Engaging in physical work or exercise

Participating in sports or outdoor activities

Reducing prolonged sitting

Even simple activities like walking, farming, gardening, or regular household work can contribute significantly to better health.

Final Thoughts

Living longer is not determined by chance alone. It is shaped by the choices we make daily. Avoiding unhealthy foods and destructive habits can greatly reduce the risk of chronic diseases and improve overall quality of life.
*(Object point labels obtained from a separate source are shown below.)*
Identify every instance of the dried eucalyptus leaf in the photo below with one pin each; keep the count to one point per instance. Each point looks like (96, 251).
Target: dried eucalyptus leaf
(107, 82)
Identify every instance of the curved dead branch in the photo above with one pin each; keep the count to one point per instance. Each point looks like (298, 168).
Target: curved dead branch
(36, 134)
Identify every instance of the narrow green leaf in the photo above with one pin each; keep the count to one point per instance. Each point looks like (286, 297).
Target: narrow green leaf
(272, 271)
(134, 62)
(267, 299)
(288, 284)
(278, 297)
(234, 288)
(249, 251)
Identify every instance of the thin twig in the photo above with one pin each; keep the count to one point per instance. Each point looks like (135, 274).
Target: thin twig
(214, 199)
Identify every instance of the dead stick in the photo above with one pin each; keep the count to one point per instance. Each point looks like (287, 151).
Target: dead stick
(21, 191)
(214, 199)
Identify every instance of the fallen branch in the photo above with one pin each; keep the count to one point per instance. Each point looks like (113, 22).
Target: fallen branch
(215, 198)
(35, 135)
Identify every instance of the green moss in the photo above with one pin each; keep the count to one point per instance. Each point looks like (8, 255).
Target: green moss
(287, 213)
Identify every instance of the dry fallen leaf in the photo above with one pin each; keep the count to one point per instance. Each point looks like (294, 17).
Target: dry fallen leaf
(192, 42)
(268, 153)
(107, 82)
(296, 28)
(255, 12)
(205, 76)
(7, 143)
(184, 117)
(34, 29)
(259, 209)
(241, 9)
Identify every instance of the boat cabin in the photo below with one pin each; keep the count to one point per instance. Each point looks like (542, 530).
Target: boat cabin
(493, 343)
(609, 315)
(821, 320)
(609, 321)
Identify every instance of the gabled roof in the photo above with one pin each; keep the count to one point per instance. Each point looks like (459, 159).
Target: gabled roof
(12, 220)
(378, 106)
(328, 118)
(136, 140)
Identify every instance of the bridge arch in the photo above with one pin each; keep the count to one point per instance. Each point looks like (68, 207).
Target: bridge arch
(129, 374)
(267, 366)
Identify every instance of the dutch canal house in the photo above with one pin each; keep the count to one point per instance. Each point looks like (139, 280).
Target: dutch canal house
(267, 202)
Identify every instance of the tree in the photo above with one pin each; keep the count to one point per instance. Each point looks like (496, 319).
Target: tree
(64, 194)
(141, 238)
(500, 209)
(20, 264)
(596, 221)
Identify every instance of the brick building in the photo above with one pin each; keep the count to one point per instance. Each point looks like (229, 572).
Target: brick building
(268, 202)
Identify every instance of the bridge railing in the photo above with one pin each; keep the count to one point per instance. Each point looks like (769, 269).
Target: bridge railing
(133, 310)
A long life is built through discipline, healthy eating, regular exercise, and responsible lifestyle choices. When we protect our health today, we secure a healthier future for ourselves and the generations that follow.

True longevity is not merely about living many years but living those years in strength, vitality, and purpose.

References

World Health Organization: Global Health and Noncommunicable Disease Reports.

Harvard T.H. Chan School of Public Health: Nutrition and chronic disease research publications.

American Heart Association: Dietary sugar guidelines and cardiovascular health.

Centers for Disease Control and Prevention, Trans-fat and heart disease prevention.

National Institutes of Health: Physical activity and longevity research.